Он крепче прижал к себе Коллин, самой силой своего объятия уговаривая ее открыться ему, облегчить свою душу. Он обхватил руками ее узкие плечи, потянул к себе и почувствовал, как она отшатнулась.

«Не надо так со мной! Не вини меня! — хотелось ему крикнуть жене. — Прошу тебя!» Но он лишь спрятал лицо в ее волосах. Все, чего он всегда хотел, это — заботиться о ней.

Тео наконец-то убрал свою потную руку с ее спины, потом отошел и встал перед открытой дверью, глядя наружу. Даже при том, что прохладный свежий воздух теперь проникал внутрь бокса, Коллин было трудно дышать. Бетонный пол и стены излучали зной. Крыша поскрипывала. По коже головы, под волосами, ползли струйки пота.

Коллин хотелось, чтобы Тео опустил дверь снаружи, чтобы оставил ее в боксе одну с мистером Брауном. Она хотела остаться здесь, рядом с его телом, с этим его зловонием, с его смертью. Ей хотелось лечь на пол и уснуть. Уснуть сном без снов, потому что все ее сны, все мечты оказались ложью, обманчивой иллюзией, что она вполне достойна собственных фантазий. Теперь она твердо знала, что она такое: женщина, похитившая человека ради денег, связавшая его по рукам и ногам, уложившая в гроб и день за днем наблюдавшая, как он умирает.

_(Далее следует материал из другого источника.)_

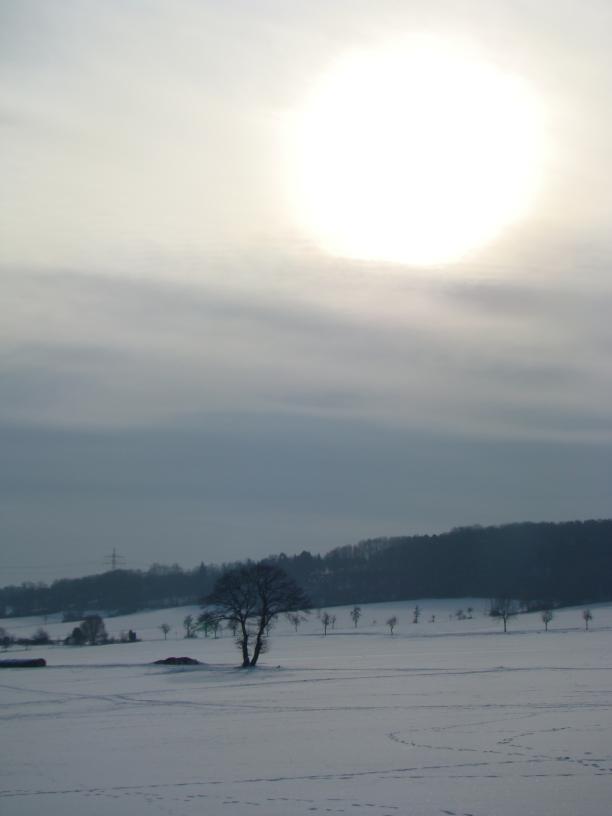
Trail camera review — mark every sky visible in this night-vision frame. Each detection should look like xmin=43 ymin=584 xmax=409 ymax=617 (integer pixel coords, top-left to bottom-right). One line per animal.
xmin=0 ymin=0 xmax=612 ymax=585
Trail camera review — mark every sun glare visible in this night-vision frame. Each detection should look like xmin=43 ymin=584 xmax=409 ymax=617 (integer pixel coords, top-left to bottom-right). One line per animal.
xmin=291 ymin=38 xmax=543 ymax=266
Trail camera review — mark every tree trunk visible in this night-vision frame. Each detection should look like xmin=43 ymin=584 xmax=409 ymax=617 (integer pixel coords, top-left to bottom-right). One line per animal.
xmin=240 ymin=622 xmax=251 ymax=669
xmin=251 ymin=623 xmax=265 ymax=666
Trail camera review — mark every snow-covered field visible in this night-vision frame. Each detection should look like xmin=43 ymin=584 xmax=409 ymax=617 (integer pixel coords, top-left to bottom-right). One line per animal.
xmin=0 ymin=599 xmax=612 ymax=816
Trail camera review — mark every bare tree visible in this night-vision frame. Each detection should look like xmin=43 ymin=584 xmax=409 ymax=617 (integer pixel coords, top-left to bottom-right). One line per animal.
xmin=321 ymin=612 xmax=331 ymax=635
xmin=540 ymin=609 xmax=554 ymax=632
xmin=78 ymin=615 xmax=108 ymax=646
xmin=197 ymin=612 xmax=221 ymax=640
xmin=285 ymin=612 xmax=306 ymax=632
xmin=489 ymin=598 xmax=518 ymax=632
xmin=203 ymin=562 xmax=310 ymax=668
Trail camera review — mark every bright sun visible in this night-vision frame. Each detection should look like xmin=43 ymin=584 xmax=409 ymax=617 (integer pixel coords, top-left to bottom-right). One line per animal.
xmin=291 ymin=38 xmax=543 ymax=265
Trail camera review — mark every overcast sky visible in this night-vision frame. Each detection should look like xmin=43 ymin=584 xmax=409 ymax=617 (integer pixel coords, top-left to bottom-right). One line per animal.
xmin=0 ymin=0 xmax=612 ymax=585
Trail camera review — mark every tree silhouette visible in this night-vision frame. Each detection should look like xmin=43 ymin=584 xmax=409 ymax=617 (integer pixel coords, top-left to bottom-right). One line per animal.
xmin=541 ymin=609 xmax=554 ymax=632
xmin=203 ymin=562 xmax=310 ymax=668
xmin=489 ymin=598 xmax=518 ymax=632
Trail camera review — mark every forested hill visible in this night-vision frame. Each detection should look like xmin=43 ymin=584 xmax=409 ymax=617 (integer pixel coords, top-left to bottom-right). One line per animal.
xmin=0 ymin=520 xmax=612 ymax=618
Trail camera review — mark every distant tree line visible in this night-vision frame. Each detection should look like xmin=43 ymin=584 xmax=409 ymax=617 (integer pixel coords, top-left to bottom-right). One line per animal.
xmin=0 ymin=520 xmax=612 ymax=620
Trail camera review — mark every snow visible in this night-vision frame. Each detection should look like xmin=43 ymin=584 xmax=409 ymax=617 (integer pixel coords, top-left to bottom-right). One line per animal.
xmin=0 ymin=599 xmax=612 ymax=816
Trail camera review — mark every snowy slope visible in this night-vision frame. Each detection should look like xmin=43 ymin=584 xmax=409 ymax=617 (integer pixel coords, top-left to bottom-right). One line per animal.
xmin=0 ymin=599 xmax=612 ymax=816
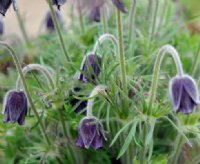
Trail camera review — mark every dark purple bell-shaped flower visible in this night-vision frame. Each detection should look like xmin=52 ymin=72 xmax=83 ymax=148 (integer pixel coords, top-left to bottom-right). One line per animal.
xmin=90 ymin=6 xmax=101 ymax=22
xmin=51 ymin=0 xmax=67 ymax=10
xmin=0 ymin=18 xmax=4 ymax=36
xmin=112 ymin=0 xmax=128 ymax=13
xmin=79 ymin=53 xmax=101 ymax=83
xmin=4 ymin=90 xmax=28 ymax=125
xmin=0 ymin=0 xmax=12 ymax=16
xmin=169 ymin=75 xmax=199 ymax=114
xmin=44 ymin=11 xmax=63 ymax=32
xmin=70 ymin=87 xmax=87 ymax=113
xmin=76 ymin=117 xmax=106 ymax=150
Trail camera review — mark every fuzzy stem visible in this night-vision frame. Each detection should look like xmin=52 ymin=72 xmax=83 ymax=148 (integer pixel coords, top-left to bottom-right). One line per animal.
xmin=117 ymin=10 xmax=128 ymax=95
xmin=148 ymin=45 xmax=183 ymax=111
xmin=16 ymin=64 xmax=55 ymax=90
xmin=191 ymin=42 xmax=200 ymax=76
xmin=0 ymin=41 xmax=51 ymax=145
xmin=86 ymin=85 xmax=107 ymax=117
xmin=128 ymin=0 xmax=137 ymax=42
xmin=100 ymin=7 xmax=108 ymax=33
xmin=93 ymin=33 xmax=118 ymax=53
xmin=77 ymin=0 xmax=85 ymax=33
xmin=16 ymin=10 xmax=31 ymax=47
xmin=47 ymin=0 xmax=70 ymax=62
xmin=140 ymin=122 xmax=148 ymax=164
xmin=149 ymin=0 xmax=159 ymax=43
xmin=171 ymin=135 xmax=184 ymax=164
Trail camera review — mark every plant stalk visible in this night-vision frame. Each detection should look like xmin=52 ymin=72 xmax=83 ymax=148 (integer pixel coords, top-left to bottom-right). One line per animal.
xmin=128 ymin=0 xmax=137 ymax=42
xmin=47 ymin=0 xmax=71 ymax=62
xmin=171 ymin=135 xmax=184 ymax=164
xmin=117 ymin=10 xmax=128 ymax=98
xmin=16 ymin=10 xmax=31 ymax=47
xmin=0 ymin=42 xmax=51 ymax=146
xmin=191 ymin=42 xmax=200 ymax=76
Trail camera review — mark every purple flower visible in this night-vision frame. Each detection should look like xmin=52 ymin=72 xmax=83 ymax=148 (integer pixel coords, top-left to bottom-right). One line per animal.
xmin=90 ymin=7 xmax=101 ymax=22
xmin=44 ymin=11 xmax=63 ymax=32
xmin=112 ymin=0 xmax=128 ymax=13
xmin=76 ymin=117 xmax=106 ymax=150
xmin=4 ymin=90 xmax=28 ymax=125
xmin=51 ymin=0 xmax=67 ymax=10
xmin=70 ymin=87 xmax=87 ymax=113
xmin=79 ymin=53 xmax=101 ymax=83
xmin=0 ymin=0 xmax=12 ymax=16
xmin=0 ymin=18 xmax=4 ymax=36
xmin=169 ymin=75 xmax=199 ymax=114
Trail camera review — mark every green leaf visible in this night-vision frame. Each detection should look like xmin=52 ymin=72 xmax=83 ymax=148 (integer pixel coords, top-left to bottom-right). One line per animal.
xmin=117 ymin=123 xmax=137 ymax=159
xmin=110 ymin=121 xmax=133 ymax=147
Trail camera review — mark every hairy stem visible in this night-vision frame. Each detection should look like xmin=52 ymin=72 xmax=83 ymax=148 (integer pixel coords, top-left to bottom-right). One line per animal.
xmin=191 ymin=42 xmax=200 ymax=76
xmin=93 ymin=33 xmax=118 ymax=53
xmin=148 ymin=45 xmax=183 ymax=111
xmin=0 ymin=42 xmax=51 ymax=145
xmin=171 ymin=135 xmax=184 ymax=164
xmin=16 ymin=10 xmax=31 ymax=47
xmin=16 ymin=64 xmax=55 ymax=90
xmin=128 ymin=0 xmax=137 ymax=42
xmin=47 ymin=0 xmax=70 ymax=62
xmin=86 ymin=85 xmax=107 ymax=117
xmin=77 ymin=0 xmax=85 ymax=33
xmin=117 ymin=10 xmax=128 ymax=95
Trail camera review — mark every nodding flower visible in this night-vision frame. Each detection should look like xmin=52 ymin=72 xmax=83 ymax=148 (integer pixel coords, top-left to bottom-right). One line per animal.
xmin=76 ymin=117 xmax=106 ymax=150
xmin=51 ymin=0 xmax=67 ymax=10
xmin=0 ymin=0 xmax=16 ymax=16
xmin=78 ymin=52 xmax=102 ymax=83
xmin=0 ymin=17 xmax=4 ymax=36
xmin=169 ymin=75 xmax=199 ymax=114
xmin=3 ymin=90 xmax=28 ymax=125
xmin=44 ymin=11 xmax=63 ymax=32
xmin=112 ymin=0 xmax=128 ymax=13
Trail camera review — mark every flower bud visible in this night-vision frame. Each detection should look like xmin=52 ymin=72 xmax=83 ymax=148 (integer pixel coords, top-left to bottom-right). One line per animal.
xmin=79 ymin=53 xmax=101 ymax=83
xmin=4 ymin=90 xmax=28 ymax=125
xmin=169 ymin=75 xmax=199 ymax=114
xmin=51 ymin=0 xmax=67 ymax=10
xmin=44 ymin=11 xmax=63 ymax=32
xmin=112 ymin=0 xmax=128 ymax=13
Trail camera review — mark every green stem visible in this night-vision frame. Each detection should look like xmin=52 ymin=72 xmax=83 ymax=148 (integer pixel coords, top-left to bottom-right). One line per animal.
xmin=0 ymin=42 xmax=51 ymax=145
xmin=191 ymin=42 xmax=200 ymax=76
xmin=47 ymin=0 xmax=70 ymax=62
xmin=149 ymin=0 xmax=159 ymax=43
xmin=148 ymin=45 xmax=183 ymax=113
xmin=128 ymin=0 xmax=137 ymax=42
xmin=77 ymin=0 xmax=85 ymax=33
xmin=171 ymin=135 xmax=184 ymax=164
xmin=16 ymin=10 xmax=31 ymax=47
xmin=101 ymin=7 xmax=108 ymax=34
xmin=140 ymin=122 xmax=148 ymax=164
xmin=117 ymin=10 xmax=128 ymax=95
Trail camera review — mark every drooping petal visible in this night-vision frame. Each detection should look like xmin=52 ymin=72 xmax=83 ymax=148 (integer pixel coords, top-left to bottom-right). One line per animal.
xmin=169 ymin=77 xmax=183 ymax=110
xmin=79 ymin=53 xmax=101 ymax=83
xmin=79 ymin=119 xmax=96 ymax=148
xmin=0 ymin=0 xmax=12 ymax=16
xmin=90 ymin=7 xmax=101 ymax=22
xmin=112 ymin=0 xmax=128 ymax=13
xmin=51 ymin=0 xmax=67 ymax=10
xmin=4 ymin=91 xmax=28 ymax=125
xmin=177 ymin=89 xmax=197 ymax=114
xmin=183 ymin=76 xmax=199 ymax=103
xmin=76 ymin=136 xmax=85 ymax=148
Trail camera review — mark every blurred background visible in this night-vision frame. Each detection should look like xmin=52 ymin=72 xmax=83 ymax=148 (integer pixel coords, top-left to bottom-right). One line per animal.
xmin=3 ymin=0 xmax=200 ymax=37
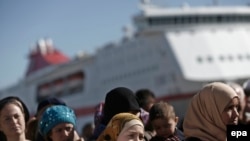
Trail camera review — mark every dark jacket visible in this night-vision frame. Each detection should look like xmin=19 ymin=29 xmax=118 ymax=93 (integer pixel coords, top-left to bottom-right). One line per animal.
xmin=150 ymin=128 xmax=185 ymax=141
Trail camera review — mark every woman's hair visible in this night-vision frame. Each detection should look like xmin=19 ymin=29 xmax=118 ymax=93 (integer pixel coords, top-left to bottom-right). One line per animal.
xmin=149 ymin=101 xmax=176 ymax=121
xmin=0 ymin=96 xmax=30 ymax=141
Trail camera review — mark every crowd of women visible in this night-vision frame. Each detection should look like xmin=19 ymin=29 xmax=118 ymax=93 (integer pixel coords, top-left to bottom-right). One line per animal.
xmin=0 ymin=82 xmax=250 ymax=141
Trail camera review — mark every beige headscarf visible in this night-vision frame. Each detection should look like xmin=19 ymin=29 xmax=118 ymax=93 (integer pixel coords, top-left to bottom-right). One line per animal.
xmin=183 ymin=82 xmax=238 ymax=141
xmin=97 ymin=113 xmax=144 ymax=141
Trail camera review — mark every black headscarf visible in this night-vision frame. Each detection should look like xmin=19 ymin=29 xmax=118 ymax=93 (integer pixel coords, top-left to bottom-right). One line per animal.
xmin=102 ymin=87 xmax=140 ymax=125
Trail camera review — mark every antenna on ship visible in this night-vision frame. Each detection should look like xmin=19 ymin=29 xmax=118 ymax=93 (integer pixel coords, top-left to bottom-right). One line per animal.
xmin=213 ymin=0 xmax=219 ymax=5
xmin=141 ymin=0 xmax=151 ymax=5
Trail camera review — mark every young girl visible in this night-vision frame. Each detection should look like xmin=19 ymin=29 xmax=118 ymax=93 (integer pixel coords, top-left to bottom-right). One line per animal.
xmin=97 ymin=113 xmax=144 ymax=141
xmin=0 ymin=97 xmax=29 ymax=141
xmin=39 ymin=105 xmax=83 ymax=141
xmin=149 ymin=102 xmax=184 ymax=141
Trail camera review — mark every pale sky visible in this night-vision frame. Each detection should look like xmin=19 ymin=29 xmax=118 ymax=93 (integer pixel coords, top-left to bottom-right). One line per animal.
xmin=0 ymin=0 xmax=250 ymax=90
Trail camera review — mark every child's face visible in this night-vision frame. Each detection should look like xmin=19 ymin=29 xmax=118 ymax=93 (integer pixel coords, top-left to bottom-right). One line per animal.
xmin=152 ymin=117 xmax=178 ymax=138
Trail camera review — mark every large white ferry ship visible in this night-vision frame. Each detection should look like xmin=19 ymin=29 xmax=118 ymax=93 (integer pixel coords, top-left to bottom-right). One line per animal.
xmin=0 ymin=3 xmax=250 ymax=131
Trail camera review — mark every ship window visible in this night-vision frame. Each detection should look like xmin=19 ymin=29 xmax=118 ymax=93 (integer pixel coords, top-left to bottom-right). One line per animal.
xmin=197 ymin=56 xmax=202 ymax=63
xmin=228 ymin=55 xmax=233 ymax=61
xmin=238 ymin=54 xmax=243 ymax=60
xmin=207 ymin=56 xmax=213 ymax=62
xmin=37 ymin=72 xmax=84 ymax=102
xmin=219 ymin=55 xmax=225 ymax=61
xmin=246 ymin=54 xmax=250 ymax=60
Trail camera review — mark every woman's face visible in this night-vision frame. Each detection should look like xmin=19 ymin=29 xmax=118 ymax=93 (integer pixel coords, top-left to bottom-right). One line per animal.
xmin=50 ymin=123 xmax=74 ymax=141
xmin=221 ymin=98 xmax=240 ymax=125
xmin=0 ymin=103 xmax=25 ymax=137
xmin=117 ymin=125 xmax=144 ymax=141
xmin=152 ymin=117 xmax=178 ymax=138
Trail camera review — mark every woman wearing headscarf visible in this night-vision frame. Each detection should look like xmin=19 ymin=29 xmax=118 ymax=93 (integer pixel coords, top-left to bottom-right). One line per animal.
xmin=39 ymin=105 xmax=83 ymax=141
xmin=183 ymin=82 xmax=239 ymax=141
xmin=91 ymin=87 xmax=140 ymax=140
xmin=97 ymin=113 xmax=144 ymax=141
xmin=0 ymin=96 xmax=29 ymax=141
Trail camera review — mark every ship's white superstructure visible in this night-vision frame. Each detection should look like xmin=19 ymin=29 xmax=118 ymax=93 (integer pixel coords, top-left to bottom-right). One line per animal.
xmin=0 ymin=1 xmax=250 ymax=131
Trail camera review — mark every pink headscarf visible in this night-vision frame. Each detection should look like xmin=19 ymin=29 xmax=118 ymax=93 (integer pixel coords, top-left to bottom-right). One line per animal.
xmin=183 ymin=82 xmax=238 ymax=141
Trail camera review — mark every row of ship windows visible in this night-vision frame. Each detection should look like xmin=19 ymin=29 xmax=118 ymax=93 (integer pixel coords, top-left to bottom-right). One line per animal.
xmin=148 ymin=15 xmax=250 ymax=25
xmin=100 ymin=66 xmax=158 ymax=84
xmin=196 ymin=54 xmax=250 ymax=63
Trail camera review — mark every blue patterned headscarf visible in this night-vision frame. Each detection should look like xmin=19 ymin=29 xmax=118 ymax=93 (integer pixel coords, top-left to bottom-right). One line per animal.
xmin=39 ymin=105 xmax=76 ymax=136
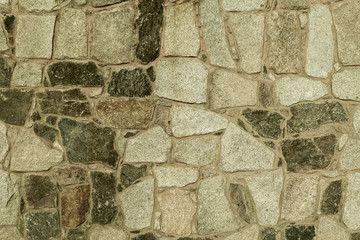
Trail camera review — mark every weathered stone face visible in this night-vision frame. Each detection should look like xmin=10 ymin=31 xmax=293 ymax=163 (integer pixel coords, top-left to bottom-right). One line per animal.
xmin=58 ymin=118 xmax=118 ymax=167
xmin=47 ymin=61 xmax=104 ymax=87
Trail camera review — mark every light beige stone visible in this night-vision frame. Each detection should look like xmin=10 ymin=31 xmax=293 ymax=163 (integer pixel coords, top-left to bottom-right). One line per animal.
xmin=197 ymin=176 xmax=239 ymax=235
xmin=342 ymin=173 xmax=360 ymax=230
xmin=316 ymin=217 xmax=350 ymax=240
xmin=209 ymin=70 xmax=258 ymax=109
xmin=224 ymin=0 xmax=269 ymax=11
xmin=19 ymin=0 xmax=71 ymax=12
xmin=276 ymin=77 xmax=328 ymax=106
xmin=55 ymin=8 xmax=87 ymax=58
xmin=200 ymin=0 xmax=235 ymax=68
xmin=230 ymin=13 xmax=265 ymax=73
xmin=92 ymin=6 xmax=134 ymax=63
xmin=16 ymin=15 xmax=56 ymax=59
xmin=305 ymin=4 xmax=334 ymax=78
xmin=155 ymin=59 xmax=208 ymax=103
xmin=120 ymin=178 xmax=154 ymax=230
xmin=174 ymin=137 xmax=220 ymax=166
xmin=153 ymin=165 xmax=199 ymax=187
xmin=10 ymin=129 xmax=63 ymax=172
xmin=164 ymin=1 xmax=200 ymax=56
xmin=220 ymin=123 xmax=275 ymax=172
xmin=0 ymin=170 xmax=20 ymax=225
xmin=11 ymin=63 xmax=44 ymax=87
xmin=125 ymin=126 xmax=171 ymax=163
xmin=172 ymin=106 xmax=228 ymax=137
xmin=340 ymin=139 xmax=360 ymax=170
xmin=333 ymin=0 xmax=360 ymax=65
xmin=245 ymin=169 xmax=283 ymax=225
xmin=225 ymin=225 xmax=258 ymax=240
xmin=281 ymin=177 xmax=319 ymax=221
xmin=332 ymin=69 xmax=360 ymax=101
xmin=89 ymin=225 xmax=129 ymax=240
xmin=158 ymin=189 xmax=196 ymax=236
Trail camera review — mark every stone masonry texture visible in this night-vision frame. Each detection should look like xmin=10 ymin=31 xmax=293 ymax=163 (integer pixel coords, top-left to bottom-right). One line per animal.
xmin=0 ymin=0 xmax=360 ymax=240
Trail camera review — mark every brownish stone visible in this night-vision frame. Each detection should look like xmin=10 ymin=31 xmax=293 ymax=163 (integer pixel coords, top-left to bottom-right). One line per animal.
xmin=61 ymin=185 xmax=90 ymax=227
xmin=96 ymin=98 xmax=155 ymax=129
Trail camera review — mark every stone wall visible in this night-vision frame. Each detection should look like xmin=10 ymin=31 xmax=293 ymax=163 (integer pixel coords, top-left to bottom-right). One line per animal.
xmin=0 ymin=0 xmax=360 ymax=240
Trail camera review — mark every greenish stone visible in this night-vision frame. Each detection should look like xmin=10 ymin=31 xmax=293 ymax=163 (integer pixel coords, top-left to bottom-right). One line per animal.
xmin=25 ymin=211 xmax=61 ymax=240
xmin=287 ymin=102 xmax=348 ymax=133
xmin=36 ymin=89 xmax=91 ymax=117
xmin=285 ymin=225 xmax=315 ymax=240
xmin=120 ymin=164 xmax=147 ymax=188
xmin=0 ymin=57 xmax=14 ymax=87
xmin=34 ymin=123 xmax=58 ymax=142
xmin=281 ymin=134 xmax=337 ymax=172
xmin=47 ymin=61 xmax=104 ymax=87
xmin=91 ymin=172 xmax=117 ymax=225
xmin=24 ymin=175 xmax=57 ymax=208
xmin=261 ymin=227 xmax=276 ymax=240
xmin=0 ymin=89 xmax=33 ymax=126
xmin=66 ymin=228 xmax=86 ymax=240
xmin=58 ymin=118 xmax=119 ymax=167
xmin=136 ymin=0 xmax=164 ymax=63
xmin=108 ymin=68 xmax=151 ymax=97
xmin=229 ymin=183 xmax=256 ymax=223
xmin=321 ymin=180 xmax=342 ymax=214
xmin=243 ymin=109 xmax=284 ymax=139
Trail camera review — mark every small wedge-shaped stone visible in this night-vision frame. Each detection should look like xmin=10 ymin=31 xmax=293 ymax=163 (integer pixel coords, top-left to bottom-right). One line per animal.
xmin=10 ymin=129 xmax=63 ymax=172
xmin=276 ymin=77 xmax=328 ymax=106
xmin=172 ymin=107 xmax=228 ymax=137
xmin=125 ymin=127 xmax=171 ymax=163
xmin=246 ymin=169 xmax=283 ymax=225
xmin=220 ymin=123 xmax=275 ymax=172
xmin=305 ymin=4 xmax=334 ymax=78
xmin=58 ymin=118 xmax=118 ymax=167
xmin=200 ymin=0 xmax=235 ymax=68
xmin=153 ymin=165 xmax=199 ymax=187
xmin=197 ymin=176 xmax=239 ymax=235
xmin=120 ymin=178 xmax=154 ymax=229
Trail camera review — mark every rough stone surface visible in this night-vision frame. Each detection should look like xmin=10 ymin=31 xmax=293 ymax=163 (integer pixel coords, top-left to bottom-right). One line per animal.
xmin=155 ymin=59 xmax=208 ymax=103
xmin=332 ymin=69 xmax=360 ymax=101
xmin=158 ymin=189 xmax=196 ymax=236
xmin=10 ymin=129 xmax=63 ymax=171
xmin=61 ymin=185 xmax=90 ymax=227
xmin=95 ymin=98 xmax=155 ymax=129
xmin=92 ymin=6 xmax=134 ymax=64
xmin=0 ymin=89 xmax=33 ymax=126
xmin=200 ymin=0 xmax=235 ymax=68
xmin=246 ymin=169 xmax=283 ymax=225
xmin=305 ymin=4 xmax=334 ymax=78
xmin=220 ymin=123 xmax=275 ymax=172
xmin=268 ymin=12 xmax=303 ymax=73
xmin=197 ymin=176 xmax=238 ymax=235
xmin=125 ymin=127 xmax=171 ymax=163
xmin=153 ymin=165 xmax=199 ymax=187
xmin=281 ymin=177 xmax=319 ymax=221
xmin=55 ymin=9 xmax=87 ymax=58
xmin=164 ymin=2 xmax=200 ymax=56
xmin=108 ymin=68 xmax=151 ymax=97
xmin=276 ymin=77 xmax=328 ymax=106
xmin=90 ymin=171 xmax=118 ymax=225
xmin=174 ymin=137 xmax=220 ymax=166
xmin=16 ymin=15 xmax=56 ymax=59
xmin=120 ymin=178 xmax=154 ymax=229
xmin=333 ymin=0 xmax=360 ymax=65
xmin=24 ymin=175 xmax=57 ymax=208
xmin=209 ymin=70 xmax=258 ymax=109
xmin=231 ymin=13 xmax=265 ymax=73
xmin=47 ymin=61 xmax=104 ymax=87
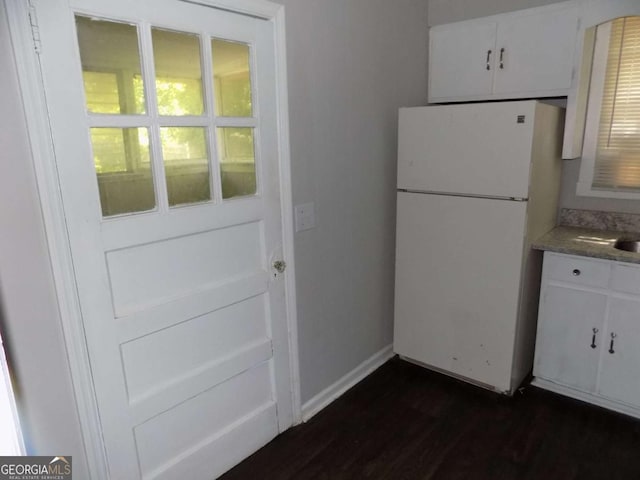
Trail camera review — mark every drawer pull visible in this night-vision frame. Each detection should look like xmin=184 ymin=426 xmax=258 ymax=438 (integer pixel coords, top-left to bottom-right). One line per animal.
xmin=609 ymin=332 xmax=617 ymax=355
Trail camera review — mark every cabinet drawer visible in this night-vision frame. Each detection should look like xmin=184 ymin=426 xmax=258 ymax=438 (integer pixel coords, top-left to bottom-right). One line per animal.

А сегодня — воскресенье. Ходил ли он по воскресеньям в церковь? С женой? О чем бы он сегодня молился? Молился бы о том, чтобы больше любить жену и детей? Благодарил бы Господа за все то, чем Он его благословил? Молил бы простить ему прегрешения? А сама она — обретет ли она когда-нибудь прощение? Или Тиффани и Брук получат в наследство этот позор, эту вину, передадут и своим детям, и так дальше и дальше — на много поколений вперед? Коллин молила Бога, чтобы Малкольм и Дот прожили подольше. Слава Богу, ее родителей уже нет на этом свете. Она молилась, чтобы у Тиффани хватило сил пережить все это, но в глубине души знала — нет, не хватит. Та стабильность, пусть совершенно незначительная, которую все же давала девочке мать, удерживала Тиффани от катастрофы. Тиффани станет второй жертвой Коллин и Тео.

У Коллин пересохло и болело горло. Она что, вопила? Или просто хныкала? Она не помнила, во всяком случае, сейчас она перестала. Тео снова был рядом, он резко захлопнул крышку ящика и защелкнул замок. Крепко взял Коллин за локоть и поднял на ноги. Ей было слышно, как запертая в ящике муха скребется о фанеру.

Открыв дверь «мерседеса», Тео помог Коллин сесть в машину. Потом запер бокс. Солнце сверкало на капоте, било в ветровое стекло. Руки Тео крепко сжали руль. Издали до Коллин донесся шум шоссе. Пели какие-то птички — немного. Но в основном было тихо. Если бы только ей удалось удержать эту успокоительную тишину.

— У него, видно, было слабое сердце, — произнес Тео. — Мы никак не могли об этом знать. Ты делала для него все, что могла. Даже больше. Не надо винить себя.

К ним приближался грузовой пикап с кроватью в кузове, на которую были навалены и привязаны веревкой стол и несколько стульев. Когда он проезжал, Тео поднял от руля два пальца. Облако пыли вплыло в открытое окно машины и опустилось на липкую от пота кожу Коллин.

— Придется его похоронить, — сказал Тео. — Так безопаснее. И будет порядочно по отношению к нему.

— Что же мы натворили! — пробормотала Коллин.

— Нечего казнить себя за это.

Коллин подняла на него глаза и покачала головой.

— Будь же справедлива к самой себе. Этому человеку так и так грозил сердечный приступ, а ты делала все возможное, чтобы обеспечить ему хороший уход.

— Ты говорил, мы не причиним ему никакого вреда.

— Это не наша вина.

— Да, конечно же, наша! — Голос Коллин срывался на крик. — Если бы мы его не забрали, если бы мы его не ранили, если бы мы не заставили его…

— Если бы солнце завтра не взошло…

— Заткнись, Тео!

Она глядела в окно на плотно закрытую стальную дверь бокса. Тогда Тео заговорил снова:

— Мы приняли решение, основанное на имевшейся у нас информации, и в то время это решение было правильным. Это был для нас единственный, логически оправданный способ действий. Мы с тобой были согласны, и мы были правы. Нельзя жалеть об этом постфактум.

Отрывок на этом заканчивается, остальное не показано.